Türkiye'de bir gerginlik varsa bunun en önemli nedeni doğru dürüst bir muhalefet partisinin henüz ülkemiz siyasi hayatını teşrif etmemesindendir.
Yoksa 13 yıldır, muhafazakar, laik, Sünni, Alevi, Türk, Kürt seçmeden herkesin hayatını pozitif olarak değiştiren reform süreci değil.
Bu reform sürecinin mimarı olan AK Parti ise hiç değil.
Bu nedenle helalleşmek gerekirse, açıkçası muhafazakar kitlenin epey hakkı geçti diğer kesimlere. 2002'den önceki süreçte ise seksen yıllık dönemde geçen hak öyle böyle değil. Hesaba oturursak onun altından kalkılması pek mümkün olmaz.
Üç yıllık darbe sürecinden sonra, yüzde elli oy almayı başarmış bir siyasi partinin genel başkanı, Sayın Ahmet Davutoğlu, çıkıp “Bu seçimin kaybeden vatandaşı yok, bizim rövanş almak gibi bir derdimiz de yok” diyerek ortaya görülmemiş bir ahlaki tavır koyacak.
Sonra siz de çıkıp helalleşmekten bahsedeceksiniz.
AK Parti'nin toplumun hiçbir kesimi ile bir derdi olmamıştır. Bundan sonra da olmayacaktır.
Ortada bir gerginlik var mıdır? Vardır. Bunun sorumlusu eski Türkiye ittifakının şirretliğidir. Sayın Erdoğan'ı, AK Parti'yi ve muhafazakar kitleleri şeytanlaştıran, ülke görülmemiş bir kalkınma, demokratikleşme hamlesini yaşarken, siyasi partileri, medyaları, STK'ları, odaları ve sendikaları ile beyazı siyah gösterme yönündeki kötücül taktikleridir.
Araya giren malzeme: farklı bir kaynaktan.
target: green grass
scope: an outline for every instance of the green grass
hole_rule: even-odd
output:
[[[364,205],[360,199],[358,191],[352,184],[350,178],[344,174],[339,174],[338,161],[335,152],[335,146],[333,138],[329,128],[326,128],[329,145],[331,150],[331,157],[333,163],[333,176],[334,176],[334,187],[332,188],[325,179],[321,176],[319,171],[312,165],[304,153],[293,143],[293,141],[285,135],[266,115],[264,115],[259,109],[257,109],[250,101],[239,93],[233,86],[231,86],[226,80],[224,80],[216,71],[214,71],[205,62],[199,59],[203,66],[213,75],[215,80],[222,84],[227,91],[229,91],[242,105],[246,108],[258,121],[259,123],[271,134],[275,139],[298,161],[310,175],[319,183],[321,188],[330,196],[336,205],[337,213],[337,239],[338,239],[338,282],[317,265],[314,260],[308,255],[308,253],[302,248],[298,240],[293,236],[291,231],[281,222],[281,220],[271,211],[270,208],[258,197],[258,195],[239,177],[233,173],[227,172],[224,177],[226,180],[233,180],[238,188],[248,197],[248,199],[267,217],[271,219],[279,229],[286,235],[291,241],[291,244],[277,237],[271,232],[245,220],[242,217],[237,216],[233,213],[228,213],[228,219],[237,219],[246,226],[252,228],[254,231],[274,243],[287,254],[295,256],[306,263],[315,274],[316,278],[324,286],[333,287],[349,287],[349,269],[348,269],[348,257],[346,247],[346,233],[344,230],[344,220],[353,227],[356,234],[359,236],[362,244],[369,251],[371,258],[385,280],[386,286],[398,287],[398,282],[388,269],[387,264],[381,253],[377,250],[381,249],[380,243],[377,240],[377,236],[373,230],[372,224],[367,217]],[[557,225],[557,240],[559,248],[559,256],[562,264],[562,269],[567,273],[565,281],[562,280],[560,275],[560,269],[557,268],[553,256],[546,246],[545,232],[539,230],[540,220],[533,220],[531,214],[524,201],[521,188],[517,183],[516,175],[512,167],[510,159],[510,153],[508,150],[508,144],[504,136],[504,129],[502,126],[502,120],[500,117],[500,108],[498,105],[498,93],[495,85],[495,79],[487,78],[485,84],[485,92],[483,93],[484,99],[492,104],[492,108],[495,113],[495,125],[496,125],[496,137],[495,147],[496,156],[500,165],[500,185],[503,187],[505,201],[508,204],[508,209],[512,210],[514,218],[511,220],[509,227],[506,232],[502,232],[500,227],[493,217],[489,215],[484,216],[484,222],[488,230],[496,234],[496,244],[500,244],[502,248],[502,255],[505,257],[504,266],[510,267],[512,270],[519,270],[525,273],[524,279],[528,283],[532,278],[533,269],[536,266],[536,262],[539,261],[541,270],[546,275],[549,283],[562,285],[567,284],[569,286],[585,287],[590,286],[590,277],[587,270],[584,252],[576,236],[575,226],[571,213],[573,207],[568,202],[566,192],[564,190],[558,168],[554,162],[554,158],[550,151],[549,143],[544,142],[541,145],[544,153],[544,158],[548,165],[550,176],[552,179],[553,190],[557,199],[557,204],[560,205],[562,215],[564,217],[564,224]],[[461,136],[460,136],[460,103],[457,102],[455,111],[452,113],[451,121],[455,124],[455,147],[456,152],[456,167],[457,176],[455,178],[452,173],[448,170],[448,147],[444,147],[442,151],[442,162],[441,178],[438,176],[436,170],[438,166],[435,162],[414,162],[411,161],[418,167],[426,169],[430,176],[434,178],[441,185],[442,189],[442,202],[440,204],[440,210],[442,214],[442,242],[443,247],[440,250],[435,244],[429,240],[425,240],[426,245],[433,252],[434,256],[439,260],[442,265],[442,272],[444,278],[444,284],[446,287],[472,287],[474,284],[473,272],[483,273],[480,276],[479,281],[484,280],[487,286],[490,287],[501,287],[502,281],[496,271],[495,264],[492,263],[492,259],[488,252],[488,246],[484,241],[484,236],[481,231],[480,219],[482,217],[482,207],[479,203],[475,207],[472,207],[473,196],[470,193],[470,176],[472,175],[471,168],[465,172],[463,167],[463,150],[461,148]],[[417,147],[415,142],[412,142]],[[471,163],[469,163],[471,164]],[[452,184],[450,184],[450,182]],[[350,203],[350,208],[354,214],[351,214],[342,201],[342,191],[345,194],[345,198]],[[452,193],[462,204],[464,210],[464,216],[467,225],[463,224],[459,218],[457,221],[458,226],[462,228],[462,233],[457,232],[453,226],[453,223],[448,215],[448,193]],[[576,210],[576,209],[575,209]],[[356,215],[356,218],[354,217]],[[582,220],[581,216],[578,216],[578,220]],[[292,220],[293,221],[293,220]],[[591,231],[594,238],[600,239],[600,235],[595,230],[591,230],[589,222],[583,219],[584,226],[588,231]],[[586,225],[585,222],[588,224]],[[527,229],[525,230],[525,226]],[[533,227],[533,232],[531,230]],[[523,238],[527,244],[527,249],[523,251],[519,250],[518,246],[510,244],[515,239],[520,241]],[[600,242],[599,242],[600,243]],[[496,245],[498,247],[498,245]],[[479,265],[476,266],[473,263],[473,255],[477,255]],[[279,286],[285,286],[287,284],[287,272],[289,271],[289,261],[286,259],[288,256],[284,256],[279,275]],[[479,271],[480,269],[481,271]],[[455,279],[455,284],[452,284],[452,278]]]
Açıkçası, ben kendimi çokça alacaklı hissediyorum. Ama alacağım umurumda değil. Gölge edilmesin, başka ihsan istemez.
Partileri, medyaları ile tabanlarını kandırmaktan, kışkırtmaktan, çıldırtmaktan vazgeçsinler, yeter.
Seçmen 1 Kasım'da gerginlik, şiddet ve kaos üretenlere büyük bir ders verdi. Normalleşme, barış ve refah istediğini net biçimde ortaya koydu.
AK Parti bu talepleri elinden geldiğince karşılamaya çalışacak. Kendi eksiklerini gidermeye, daha iyisini yapmaya gayret edecek.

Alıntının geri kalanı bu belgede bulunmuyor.